Leao, bordate ad Allegri: «Giocato per cinque mesi infortunato e in un ruolo non mio, è stato logorante»
Le dichiarazioni di Rafael Leao sul suo futuro e la gestione tattica al Milan
Dal ritiro della nazionale portoghese, Rafael Leao ha espresso forte insoddisfazione per l'ultima stagione trascorsa al Milan.

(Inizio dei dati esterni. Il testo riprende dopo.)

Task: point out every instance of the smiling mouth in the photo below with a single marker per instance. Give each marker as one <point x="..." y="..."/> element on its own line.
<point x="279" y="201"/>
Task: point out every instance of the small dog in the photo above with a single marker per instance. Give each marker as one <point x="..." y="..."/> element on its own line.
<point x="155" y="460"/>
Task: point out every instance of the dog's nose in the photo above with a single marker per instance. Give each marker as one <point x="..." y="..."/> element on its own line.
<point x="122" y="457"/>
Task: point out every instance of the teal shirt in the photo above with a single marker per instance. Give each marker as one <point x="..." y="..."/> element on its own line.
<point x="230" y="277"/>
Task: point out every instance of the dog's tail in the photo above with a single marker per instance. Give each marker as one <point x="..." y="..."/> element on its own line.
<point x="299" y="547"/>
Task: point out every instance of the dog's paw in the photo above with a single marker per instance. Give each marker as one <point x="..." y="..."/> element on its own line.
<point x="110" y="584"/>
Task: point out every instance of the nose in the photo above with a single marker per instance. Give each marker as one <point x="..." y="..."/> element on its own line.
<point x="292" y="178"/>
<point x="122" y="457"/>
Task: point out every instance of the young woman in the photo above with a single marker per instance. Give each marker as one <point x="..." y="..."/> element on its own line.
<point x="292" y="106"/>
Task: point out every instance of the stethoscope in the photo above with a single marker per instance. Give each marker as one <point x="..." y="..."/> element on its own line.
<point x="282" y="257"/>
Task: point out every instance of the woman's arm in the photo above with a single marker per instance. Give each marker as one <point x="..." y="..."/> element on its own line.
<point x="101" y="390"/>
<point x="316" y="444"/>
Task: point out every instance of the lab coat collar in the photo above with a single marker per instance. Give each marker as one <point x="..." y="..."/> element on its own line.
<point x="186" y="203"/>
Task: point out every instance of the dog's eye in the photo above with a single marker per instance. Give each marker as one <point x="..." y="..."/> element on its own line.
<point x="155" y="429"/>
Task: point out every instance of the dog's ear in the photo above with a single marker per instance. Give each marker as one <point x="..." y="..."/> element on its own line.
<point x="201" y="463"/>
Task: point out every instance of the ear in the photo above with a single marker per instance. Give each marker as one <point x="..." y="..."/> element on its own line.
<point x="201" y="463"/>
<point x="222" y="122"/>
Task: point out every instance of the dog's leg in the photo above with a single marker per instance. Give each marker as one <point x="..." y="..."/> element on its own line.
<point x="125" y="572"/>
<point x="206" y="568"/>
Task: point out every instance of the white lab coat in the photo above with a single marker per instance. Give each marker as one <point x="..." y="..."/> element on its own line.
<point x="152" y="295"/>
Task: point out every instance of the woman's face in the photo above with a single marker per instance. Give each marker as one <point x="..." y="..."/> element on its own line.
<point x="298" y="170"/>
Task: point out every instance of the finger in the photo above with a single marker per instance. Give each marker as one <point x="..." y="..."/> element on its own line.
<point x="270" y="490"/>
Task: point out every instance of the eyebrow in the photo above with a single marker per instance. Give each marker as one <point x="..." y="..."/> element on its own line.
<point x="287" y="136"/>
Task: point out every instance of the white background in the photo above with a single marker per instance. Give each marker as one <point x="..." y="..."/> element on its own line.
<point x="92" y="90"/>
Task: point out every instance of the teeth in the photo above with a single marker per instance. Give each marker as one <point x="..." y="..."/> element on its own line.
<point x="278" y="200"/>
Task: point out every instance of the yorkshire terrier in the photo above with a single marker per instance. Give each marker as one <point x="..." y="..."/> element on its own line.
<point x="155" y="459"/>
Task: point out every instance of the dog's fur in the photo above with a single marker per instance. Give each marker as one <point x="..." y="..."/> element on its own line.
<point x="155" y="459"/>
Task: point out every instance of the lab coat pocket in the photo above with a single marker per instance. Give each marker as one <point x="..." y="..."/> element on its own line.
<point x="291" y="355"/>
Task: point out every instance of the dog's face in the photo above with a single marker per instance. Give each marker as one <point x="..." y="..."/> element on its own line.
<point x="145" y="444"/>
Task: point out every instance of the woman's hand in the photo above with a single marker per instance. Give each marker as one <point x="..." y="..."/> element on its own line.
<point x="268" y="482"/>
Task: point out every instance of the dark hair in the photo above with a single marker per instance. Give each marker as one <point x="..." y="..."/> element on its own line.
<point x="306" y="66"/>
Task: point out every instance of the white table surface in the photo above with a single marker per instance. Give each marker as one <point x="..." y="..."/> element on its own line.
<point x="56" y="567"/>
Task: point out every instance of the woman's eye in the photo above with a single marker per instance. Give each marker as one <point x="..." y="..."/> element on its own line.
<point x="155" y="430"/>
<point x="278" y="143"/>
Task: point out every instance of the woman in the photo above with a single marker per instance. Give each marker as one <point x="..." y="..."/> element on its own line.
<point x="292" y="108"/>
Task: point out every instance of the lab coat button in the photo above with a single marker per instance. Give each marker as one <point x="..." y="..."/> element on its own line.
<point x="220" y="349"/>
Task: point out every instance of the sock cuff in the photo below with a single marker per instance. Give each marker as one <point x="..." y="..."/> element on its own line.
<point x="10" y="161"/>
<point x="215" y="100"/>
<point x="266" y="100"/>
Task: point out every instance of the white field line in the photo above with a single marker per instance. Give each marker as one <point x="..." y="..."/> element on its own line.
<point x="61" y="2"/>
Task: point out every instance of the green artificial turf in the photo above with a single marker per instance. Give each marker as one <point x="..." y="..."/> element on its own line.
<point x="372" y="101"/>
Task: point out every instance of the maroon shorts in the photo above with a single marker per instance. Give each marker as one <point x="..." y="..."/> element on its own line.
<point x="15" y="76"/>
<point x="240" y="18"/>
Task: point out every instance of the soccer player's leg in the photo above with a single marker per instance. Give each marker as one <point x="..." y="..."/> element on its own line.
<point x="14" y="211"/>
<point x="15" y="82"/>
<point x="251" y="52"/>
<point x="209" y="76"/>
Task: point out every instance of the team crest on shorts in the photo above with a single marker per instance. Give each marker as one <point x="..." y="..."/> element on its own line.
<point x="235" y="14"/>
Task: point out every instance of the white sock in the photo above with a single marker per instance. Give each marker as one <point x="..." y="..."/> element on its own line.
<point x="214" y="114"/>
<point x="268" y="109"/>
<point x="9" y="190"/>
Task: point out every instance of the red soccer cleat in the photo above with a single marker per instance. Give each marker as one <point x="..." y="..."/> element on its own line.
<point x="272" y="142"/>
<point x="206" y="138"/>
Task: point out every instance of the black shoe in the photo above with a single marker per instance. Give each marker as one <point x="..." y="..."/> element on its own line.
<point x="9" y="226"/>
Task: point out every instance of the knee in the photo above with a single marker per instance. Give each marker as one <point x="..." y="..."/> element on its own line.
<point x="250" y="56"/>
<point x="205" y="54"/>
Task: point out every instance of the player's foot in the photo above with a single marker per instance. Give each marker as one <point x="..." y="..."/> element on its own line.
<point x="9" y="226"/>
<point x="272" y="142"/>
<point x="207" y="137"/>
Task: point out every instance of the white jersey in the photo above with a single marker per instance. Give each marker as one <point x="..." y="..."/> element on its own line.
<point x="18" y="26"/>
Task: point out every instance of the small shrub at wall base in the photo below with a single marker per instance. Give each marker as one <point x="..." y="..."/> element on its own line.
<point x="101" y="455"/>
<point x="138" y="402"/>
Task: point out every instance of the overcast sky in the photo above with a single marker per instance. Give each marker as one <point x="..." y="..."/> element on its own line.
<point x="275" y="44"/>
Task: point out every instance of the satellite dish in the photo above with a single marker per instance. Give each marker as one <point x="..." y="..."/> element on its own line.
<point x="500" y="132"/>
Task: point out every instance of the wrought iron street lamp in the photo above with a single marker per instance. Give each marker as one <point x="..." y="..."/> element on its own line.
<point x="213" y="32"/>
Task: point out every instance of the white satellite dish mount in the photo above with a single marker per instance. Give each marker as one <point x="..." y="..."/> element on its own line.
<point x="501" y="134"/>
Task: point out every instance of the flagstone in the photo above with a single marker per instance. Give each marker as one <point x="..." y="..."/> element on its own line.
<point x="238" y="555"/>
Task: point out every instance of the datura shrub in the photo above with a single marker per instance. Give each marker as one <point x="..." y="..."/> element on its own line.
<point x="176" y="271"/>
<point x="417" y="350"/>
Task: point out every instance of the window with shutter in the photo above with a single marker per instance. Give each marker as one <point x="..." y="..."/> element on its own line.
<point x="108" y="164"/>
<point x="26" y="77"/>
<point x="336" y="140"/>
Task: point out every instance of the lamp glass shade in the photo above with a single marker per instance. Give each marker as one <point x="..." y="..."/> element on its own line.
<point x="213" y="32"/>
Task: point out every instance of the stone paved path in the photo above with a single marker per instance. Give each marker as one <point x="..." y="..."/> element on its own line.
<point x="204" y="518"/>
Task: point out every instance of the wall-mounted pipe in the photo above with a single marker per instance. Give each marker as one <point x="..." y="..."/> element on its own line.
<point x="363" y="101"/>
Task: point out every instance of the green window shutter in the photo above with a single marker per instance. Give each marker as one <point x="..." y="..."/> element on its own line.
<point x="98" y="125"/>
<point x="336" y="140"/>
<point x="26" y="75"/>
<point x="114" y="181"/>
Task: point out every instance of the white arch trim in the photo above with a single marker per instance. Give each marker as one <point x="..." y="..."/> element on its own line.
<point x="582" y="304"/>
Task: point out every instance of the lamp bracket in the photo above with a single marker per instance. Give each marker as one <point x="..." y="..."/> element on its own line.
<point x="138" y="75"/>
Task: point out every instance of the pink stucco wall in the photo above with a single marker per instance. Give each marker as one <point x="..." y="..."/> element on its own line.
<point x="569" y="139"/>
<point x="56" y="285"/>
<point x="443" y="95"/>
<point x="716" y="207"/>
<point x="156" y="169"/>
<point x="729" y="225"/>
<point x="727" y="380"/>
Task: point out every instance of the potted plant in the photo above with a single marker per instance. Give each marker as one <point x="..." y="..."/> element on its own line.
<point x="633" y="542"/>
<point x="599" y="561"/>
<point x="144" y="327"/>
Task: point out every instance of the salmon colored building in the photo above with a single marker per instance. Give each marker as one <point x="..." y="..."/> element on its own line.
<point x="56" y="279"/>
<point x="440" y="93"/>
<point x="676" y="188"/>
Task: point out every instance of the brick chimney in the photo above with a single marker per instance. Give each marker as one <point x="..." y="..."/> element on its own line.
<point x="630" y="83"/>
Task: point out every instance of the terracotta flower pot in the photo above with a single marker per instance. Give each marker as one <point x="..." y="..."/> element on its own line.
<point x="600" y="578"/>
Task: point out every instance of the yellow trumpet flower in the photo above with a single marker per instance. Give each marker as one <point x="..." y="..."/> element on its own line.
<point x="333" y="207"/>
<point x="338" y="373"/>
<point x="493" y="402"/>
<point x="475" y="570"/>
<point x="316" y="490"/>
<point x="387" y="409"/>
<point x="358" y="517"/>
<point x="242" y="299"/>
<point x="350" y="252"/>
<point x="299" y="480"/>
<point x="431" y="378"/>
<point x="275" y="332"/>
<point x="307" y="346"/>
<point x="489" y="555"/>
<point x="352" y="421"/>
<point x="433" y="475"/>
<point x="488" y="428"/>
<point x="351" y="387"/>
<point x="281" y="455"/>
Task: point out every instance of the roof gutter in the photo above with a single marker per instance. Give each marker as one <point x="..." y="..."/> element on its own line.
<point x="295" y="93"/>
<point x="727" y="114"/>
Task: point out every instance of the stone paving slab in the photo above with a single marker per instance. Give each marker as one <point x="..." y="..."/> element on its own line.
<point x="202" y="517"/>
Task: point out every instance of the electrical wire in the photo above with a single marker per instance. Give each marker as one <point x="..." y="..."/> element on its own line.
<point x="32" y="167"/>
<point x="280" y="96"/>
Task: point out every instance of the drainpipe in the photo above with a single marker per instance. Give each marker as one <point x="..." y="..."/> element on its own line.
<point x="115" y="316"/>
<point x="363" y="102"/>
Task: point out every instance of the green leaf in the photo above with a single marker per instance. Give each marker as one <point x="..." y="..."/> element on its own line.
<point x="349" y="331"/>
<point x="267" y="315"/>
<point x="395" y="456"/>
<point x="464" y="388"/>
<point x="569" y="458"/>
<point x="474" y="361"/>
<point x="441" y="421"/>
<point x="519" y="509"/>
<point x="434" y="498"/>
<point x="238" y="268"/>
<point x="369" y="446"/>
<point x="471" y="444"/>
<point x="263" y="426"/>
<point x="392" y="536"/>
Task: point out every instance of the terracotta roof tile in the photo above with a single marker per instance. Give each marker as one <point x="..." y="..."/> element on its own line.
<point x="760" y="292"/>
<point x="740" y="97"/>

L'attaccante ha rivelato di aver giocato condizionato da un infortunio per circa cinque mesi e in una posizione tattica non congeniale alle sue caratteristiche, sottolineando come l'impiego da punta centrale o seconda punta abbia limitato la sua imprevedibilità e che il sistema di gioco della squadra non abbia valorizzato le sue qualità.
Alla luce di queste difficoltà, il calciatore ha manifestato chiaramente il desiderio di misurarsi con una nuova sfida professionale, indicando la Premier League e la Liga spagnola come i campionati ideali per esaltare il suo talento e il suo stile di gioco.
Nell'intervista, Leao ha anche ripercorso tappe significative della sua avventura in rossonero, ricordando la telefonata decisiva di Paolo Maldini che lo convinse a trasferirsi a Milano, il rapporto stimolante ma esigente con Zlatan Ibrahimovic e la sintonia tattica e personale trovata con l'ex allenatore Stefano Pioli.